Lo mismo me ha ocurrido en el trabajo y en la vida. Me
molesta sobremanera que engañen o que traten de hacerlo. Al primer renuncio que
le descubro, pierdo la fe en quien sea. Por eso me esforzaba en comprobar los
datos de mis informaciones y por eso aconsejaba a mis compañeros que hiciesen
otro tanto, porque siempre y más en la radio, hay alguien al otro lado que se
va a dar cuenta de que, con buena o mala voluntad, lo que dices es exagerado o
sencillamente falso y va a perder la fe en ti y en el medio para el que
trabajas.
Quien se siente engañado por alguien una vez no tiene
obligación de creerle en todo lo demás y quien engaña una vez puede sentirse
tentado por el tobogán de la mentira, como constantemente lo hacen los palmeros
del gobierno, especialmente los que engordan en los establos digitales donde
tan graciosamente les dejó instalados doña Esperanza Aguirre, antes de sus
lágrimas de despedida. Un solo ejemplo: Herman Tertchs, ese esperpéntico
personaje de la derecha más montaraz que voló muy alto en los despachos de EL
PAÍS -todo acaba por tener sentido- dejó grabado el martes su sermón para ser
emitido después de las doce de la noche del miércoles, una vez concluida la
huelga, en el que hablaba del fracaso de las movilizaciones sin que si siquiera
hubiesen comenzado y consciente de que la televisión de la que cobra iba a
dejar de emitir cualquier programación.
Pero lo de Tertchs sería una anécdota frente a las grandes
mentiras del Gobierno y su partido, capaz de dejar las farolas encendidas a
plena luz del día para maquillar las cifras de consumo eléctrico y, con ellas,
la estimación del seguimiento de la deuda, capaz también de decir al mismo
tiempo que la huelga ha fracasado y que le ha costado a España cuatro mil
millones de euros, capaz, en fin, de retorcer la realidad hasta acomodarla a
sus oscuras necesidades.
Pero si alguien se lleva la palma de la mentira, esa es la
delegada del Gobierno en Madrid, Cristina Cifuentes, que fue capaz de decir que
a la manifestación-concentración de Madrid -era muy difícil moverse y acabó
llenando los grandes bulevares que quedan en Madrid- sólo habían acudido 50.000
personas ¿Es que no se da cuenta de que fuimos muchos los que estuvimos allí,
es que no ha visto las fotos de su helicóptero?

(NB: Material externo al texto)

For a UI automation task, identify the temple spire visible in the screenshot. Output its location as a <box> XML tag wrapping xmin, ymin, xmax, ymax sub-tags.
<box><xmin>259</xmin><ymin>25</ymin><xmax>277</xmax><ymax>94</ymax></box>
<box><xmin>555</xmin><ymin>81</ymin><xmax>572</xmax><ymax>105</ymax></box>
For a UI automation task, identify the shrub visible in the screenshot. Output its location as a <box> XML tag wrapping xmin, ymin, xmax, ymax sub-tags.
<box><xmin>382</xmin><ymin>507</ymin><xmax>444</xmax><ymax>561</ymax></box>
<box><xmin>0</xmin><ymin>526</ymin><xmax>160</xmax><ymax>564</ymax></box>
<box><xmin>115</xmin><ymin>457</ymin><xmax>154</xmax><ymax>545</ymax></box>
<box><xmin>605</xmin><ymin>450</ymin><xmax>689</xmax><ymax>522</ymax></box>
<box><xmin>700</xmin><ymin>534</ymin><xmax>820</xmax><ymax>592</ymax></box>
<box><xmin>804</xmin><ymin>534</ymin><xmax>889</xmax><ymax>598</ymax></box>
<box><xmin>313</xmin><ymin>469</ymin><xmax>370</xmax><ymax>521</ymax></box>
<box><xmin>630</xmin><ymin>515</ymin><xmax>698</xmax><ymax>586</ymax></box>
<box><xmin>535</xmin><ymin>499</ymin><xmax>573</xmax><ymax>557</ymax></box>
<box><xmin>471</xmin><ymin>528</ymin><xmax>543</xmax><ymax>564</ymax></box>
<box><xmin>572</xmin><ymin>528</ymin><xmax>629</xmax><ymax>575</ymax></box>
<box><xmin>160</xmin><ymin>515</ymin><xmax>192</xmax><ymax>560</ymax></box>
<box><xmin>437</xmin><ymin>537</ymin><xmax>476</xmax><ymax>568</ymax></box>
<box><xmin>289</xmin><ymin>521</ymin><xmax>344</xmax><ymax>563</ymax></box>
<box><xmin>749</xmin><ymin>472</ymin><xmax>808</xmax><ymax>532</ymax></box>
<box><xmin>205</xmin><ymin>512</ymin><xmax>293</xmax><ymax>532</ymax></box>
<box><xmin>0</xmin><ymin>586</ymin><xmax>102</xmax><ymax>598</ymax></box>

No sé qué puede moverles a mentir de esa manera. La gente
está harta de saber que, según su policía, en el Madrid Arena había entre
quince mil y veinte mil jóvenes y que en el Bernabéu caben cerca de noventa mil
personas. Y anoche, señora Cifuentes, en las calles de Madrid había más de una
docena de bernabéus y los que estuvieron allí no volverán a creerla nunca más.
Ni siquiera cuando les dé la hora.
Luego habrá quien, como Rajoy, se atreverá a decir sin
sonrojo que la realidad le ha impedido cumplir su programa. Que hable con
Gallardón y Fernández Díaz, tan distintos en su vida privada y tan complementarios
en la pública, para que detengan a esa realidad tan tozuda y desagradable.